When we were kids, things were very different. For sure.
The times I am most thinking about tonight, is young childhood…. when you would go out with a friend or two, and you would come up with a game to play.
Just suiting up for some skinned knees, and all. But the game creation ….. was very creative in it’s own right. It was usually some sort of hybrid construction, consisting of Tag, Hide-N-Seek, Leap Frog, Twenty Questions….. whatever the heck we could throw together.
As if that wasn’t enough. We would make up our own rules as we went. Yes. We would “roughly” assign some sort of general workings prior to the onset of the game. Yet, as it evolved, so did the rules.
My good friend Plinky Watherton was great for this. (And no. I have no idea why he was called Plinky.)
But back to the game afoot. Plinky was… for lack of a better term….. a Game-Changer.
“Okay, you can only touch the tree for five seconds, and then after that, you have to spin in circles until you fall down….OR… you can crawl backwards over to the back steps….. Got IT?”
Got it.
And away we would go. Yet….. if things were going great in the game… we NEVER changed the rules. We only switched things up when the “flow of the game” or “the course of events” wasn’t quite going right. Pretty smart kids.
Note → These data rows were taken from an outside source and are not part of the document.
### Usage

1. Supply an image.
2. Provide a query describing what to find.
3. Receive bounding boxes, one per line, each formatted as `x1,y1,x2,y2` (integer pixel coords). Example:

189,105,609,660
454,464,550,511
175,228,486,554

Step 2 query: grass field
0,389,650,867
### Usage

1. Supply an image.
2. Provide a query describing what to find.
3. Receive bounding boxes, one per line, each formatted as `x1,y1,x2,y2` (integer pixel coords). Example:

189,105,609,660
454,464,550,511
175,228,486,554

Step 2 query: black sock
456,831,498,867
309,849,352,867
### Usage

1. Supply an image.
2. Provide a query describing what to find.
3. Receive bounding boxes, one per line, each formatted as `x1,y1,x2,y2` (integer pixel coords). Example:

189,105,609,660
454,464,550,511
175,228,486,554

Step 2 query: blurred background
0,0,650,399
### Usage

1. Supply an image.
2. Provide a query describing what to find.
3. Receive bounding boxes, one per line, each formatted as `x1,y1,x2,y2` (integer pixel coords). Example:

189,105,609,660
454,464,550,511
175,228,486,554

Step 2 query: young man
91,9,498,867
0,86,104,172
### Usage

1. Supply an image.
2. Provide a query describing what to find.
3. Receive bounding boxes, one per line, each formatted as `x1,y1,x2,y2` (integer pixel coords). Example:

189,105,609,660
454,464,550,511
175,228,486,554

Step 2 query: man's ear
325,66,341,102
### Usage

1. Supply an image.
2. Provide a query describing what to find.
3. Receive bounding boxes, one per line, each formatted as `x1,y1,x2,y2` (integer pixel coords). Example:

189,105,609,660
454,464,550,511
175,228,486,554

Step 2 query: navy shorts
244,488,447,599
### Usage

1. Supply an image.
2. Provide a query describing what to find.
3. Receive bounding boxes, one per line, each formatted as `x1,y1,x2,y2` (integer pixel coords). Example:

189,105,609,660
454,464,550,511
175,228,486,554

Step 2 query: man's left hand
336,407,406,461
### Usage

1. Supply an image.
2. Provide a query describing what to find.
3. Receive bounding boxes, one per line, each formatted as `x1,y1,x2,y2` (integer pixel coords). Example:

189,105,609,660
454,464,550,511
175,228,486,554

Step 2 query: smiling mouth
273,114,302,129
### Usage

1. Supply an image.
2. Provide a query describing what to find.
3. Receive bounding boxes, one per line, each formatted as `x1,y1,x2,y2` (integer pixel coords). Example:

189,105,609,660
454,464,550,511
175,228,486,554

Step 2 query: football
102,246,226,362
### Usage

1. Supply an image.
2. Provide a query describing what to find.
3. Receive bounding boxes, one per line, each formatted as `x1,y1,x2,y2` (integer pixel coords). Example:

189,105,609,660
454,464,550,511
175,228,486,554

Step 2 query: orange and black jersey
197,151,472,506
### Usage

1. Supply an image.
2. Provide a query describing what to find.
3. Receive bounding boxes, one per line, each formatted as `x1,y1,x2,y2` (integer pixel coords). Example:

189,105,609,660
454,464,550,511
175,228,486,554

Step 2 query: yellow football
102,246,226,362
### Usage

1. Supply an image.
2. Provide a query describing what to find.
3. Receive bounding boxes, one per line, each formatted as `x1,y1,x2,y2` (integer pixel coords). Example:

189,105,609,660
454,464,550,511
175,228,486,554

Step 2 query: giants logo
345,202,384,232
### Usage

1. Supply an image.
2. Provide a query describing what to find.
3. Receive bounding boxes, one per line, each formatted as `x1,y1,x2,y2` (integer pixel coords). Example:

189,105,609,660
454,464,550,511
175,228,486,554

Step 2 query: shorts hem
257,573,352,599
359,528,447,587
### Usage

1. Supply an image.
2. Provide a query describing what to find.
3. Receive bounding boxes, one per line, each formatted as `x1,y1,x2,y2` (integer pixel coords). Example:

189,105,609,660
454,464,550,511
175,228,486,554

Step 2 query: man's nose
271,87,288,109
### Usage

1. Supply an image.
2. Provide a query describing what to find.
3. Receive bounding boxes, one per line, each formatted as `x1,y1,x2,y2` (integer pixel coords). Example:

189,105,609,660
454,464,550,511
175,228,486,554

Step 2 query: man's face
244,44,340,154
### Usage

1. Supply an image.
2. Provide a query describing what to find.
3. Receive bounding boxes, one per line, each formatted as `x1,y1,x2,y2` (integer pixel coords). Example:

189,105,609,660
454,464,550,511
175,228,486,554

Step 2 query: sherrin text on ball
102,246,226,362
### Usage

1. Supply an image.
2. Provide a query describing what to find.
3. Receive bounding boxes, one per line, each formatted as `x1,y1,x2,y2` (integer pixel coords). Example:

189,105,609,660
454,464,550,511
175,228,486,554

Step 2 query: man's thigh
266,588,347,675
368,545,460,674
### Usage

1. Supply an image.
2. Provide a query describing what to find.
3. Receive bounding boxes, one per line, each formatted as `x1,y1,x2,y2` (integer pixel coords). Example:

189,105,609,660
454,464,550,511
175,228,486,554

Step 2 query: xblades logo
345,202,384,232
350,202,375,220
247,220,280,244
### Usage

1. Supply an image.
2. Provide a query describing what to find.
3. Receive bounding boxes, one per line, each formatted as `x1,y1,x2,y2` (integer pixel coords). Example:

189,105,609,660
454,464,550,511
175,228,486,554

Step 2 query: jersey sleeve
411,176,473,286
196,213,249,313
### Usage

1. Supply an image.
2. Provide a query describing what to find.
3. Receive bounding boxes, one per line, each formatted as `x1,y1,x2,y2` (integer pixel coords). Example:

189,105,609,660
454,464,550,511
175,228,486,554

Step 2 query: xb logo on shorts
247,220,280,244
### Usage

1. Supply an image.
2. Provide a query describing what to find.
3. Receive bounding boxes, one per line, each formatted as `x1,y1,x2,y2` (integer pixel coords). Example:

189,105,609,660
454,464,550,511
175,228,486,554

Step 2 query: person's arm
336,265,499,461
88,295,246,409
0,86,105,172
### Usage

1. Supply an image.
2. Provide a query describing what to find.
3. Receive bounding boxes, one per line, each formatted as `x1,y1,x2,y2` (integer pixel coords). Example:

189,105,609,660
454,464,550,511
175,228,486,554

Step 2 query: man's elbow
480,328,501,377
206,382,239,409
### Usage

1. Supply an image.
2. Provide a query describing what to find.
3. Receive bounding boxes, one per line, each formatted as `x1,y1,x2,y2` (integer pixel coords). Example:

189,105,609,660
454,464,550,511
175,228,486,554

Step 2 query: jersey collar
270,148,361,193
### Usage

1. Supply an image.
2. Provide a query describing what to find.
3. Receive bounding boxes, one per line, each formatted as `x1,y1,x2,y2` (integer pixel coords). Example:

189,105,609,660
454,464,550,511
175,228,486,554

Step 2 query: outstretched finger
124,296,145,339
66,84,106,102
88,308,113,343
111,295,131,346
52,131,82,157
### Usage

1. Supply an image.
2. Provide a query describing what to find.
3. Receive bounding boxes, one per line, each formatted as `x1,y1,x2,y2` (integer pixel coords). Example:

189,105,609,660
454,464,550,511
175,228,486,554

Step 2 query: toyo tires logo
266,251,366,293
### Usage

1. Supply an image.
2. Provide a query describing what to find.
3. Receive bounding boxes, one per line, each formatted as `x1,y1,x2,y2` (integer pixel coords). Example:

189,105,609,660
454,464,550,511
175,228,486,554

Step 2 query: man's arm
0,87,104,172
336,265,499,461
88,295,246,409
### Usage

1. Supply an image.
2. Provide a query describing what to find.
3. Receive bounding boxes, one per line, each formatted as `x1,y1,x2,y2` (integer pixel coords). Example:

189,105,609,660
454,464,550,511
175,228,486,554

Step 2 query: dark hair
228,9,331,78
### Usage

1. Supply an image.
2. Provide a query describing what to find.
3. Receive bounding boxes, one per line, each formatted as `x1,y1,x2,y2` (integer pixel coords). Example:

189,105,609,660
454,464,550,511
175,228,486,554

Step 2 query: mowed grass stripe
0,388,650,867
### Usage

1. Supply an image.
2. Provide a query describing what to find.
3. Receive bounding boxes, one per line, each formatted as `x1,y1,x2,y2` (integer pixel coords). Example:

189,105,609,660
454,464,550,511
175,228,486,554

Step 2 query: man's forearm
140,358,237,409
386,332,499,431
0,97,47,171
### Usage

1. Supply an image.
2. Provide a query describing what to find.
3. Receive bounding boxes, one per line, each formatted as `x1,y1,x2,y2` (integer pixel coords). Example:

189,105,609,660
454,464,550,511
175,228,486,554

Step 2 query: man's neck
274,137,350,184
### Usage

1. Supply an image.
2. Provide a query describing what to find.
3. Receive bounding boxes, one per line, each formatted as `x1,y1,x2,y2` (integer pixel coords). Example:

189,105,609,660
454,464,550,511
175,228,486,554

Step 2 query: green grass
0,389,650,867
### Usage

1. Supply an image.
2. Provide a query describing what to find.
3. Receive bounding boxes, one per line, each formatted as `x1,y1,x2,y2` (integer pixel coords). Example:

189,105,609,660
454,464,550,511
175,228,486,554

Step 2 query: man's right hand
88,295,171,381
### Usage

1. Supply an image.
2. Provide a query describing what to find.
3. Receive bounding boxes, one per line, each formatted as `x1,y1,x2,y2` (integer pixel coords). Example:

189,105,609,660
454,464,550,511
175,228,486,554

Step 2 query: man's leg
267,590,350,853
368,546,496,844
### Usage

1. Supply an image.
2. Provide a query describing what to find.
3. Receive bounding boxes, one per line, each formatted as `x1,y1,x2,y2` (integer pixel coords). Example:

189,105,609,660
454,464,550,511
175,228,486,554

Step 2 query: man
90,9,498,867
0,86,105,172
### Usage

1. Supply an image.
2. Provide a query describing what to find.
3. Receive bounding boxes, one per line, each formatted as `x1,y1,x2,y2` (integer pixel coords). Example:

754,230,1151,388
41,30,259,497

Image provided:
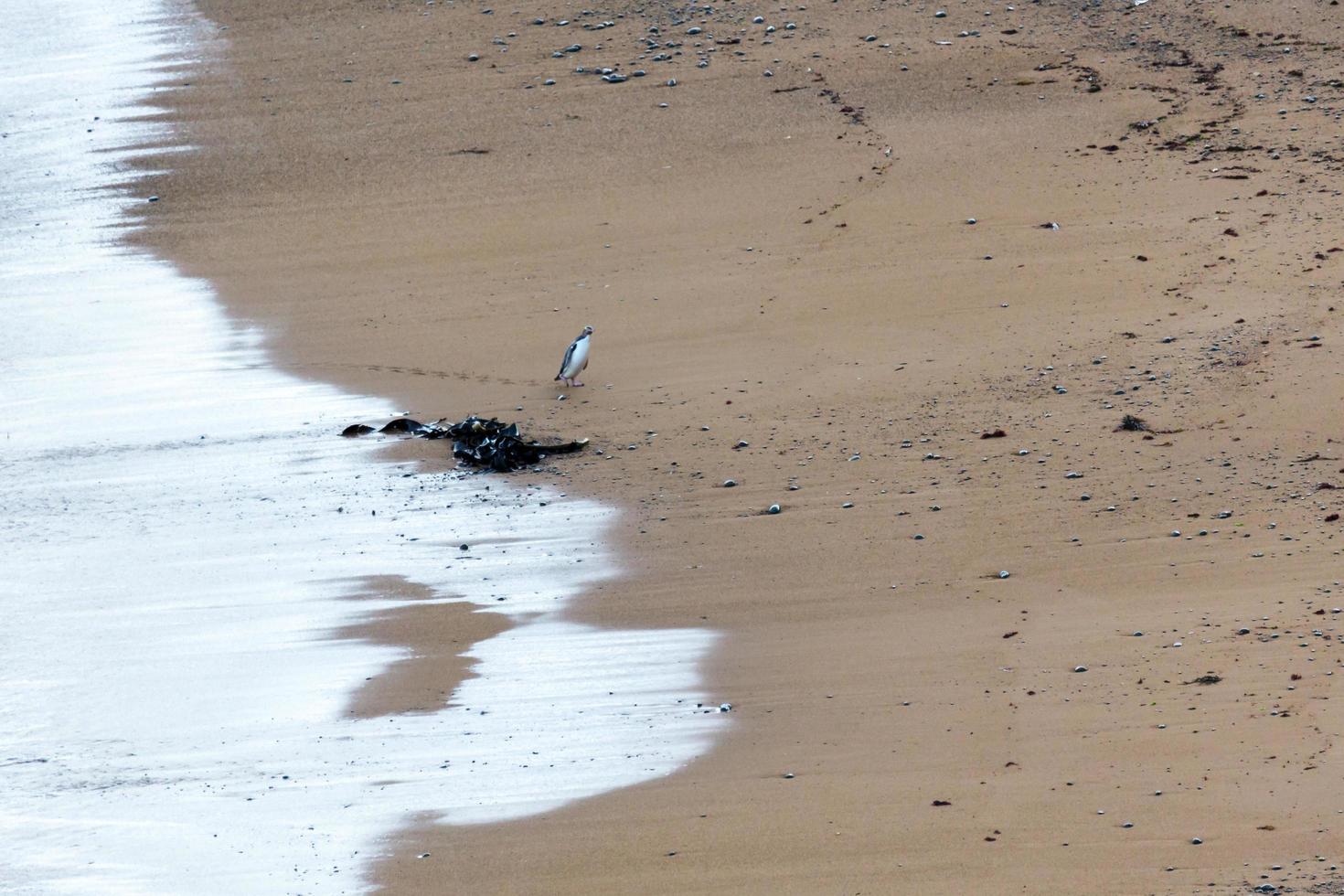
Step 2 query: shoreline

We could learn from the past it seems. If we are smart adults, we learn to implement this behavior when we grow up.
You know. If the way we are banging our heads up against the wall isn’t quite working out how we planned, perhaps we should try something else. Perhaps.
When the same behavior produces the same results, over and over and over again….. and the results do no have a favorable outcome… we should change the behavior.
Another one of life’s little gems. And once again…. it seems …. easier said than done.
At any rate, thanks for reading tonight. I’m done touching the tree….. so now I have to go start spinning around in circles until I fall down. Yeah Baby.
“The true test of character is not how much we know how to do, but how we behave when we don’t know what to do.” – John Holt, Jr.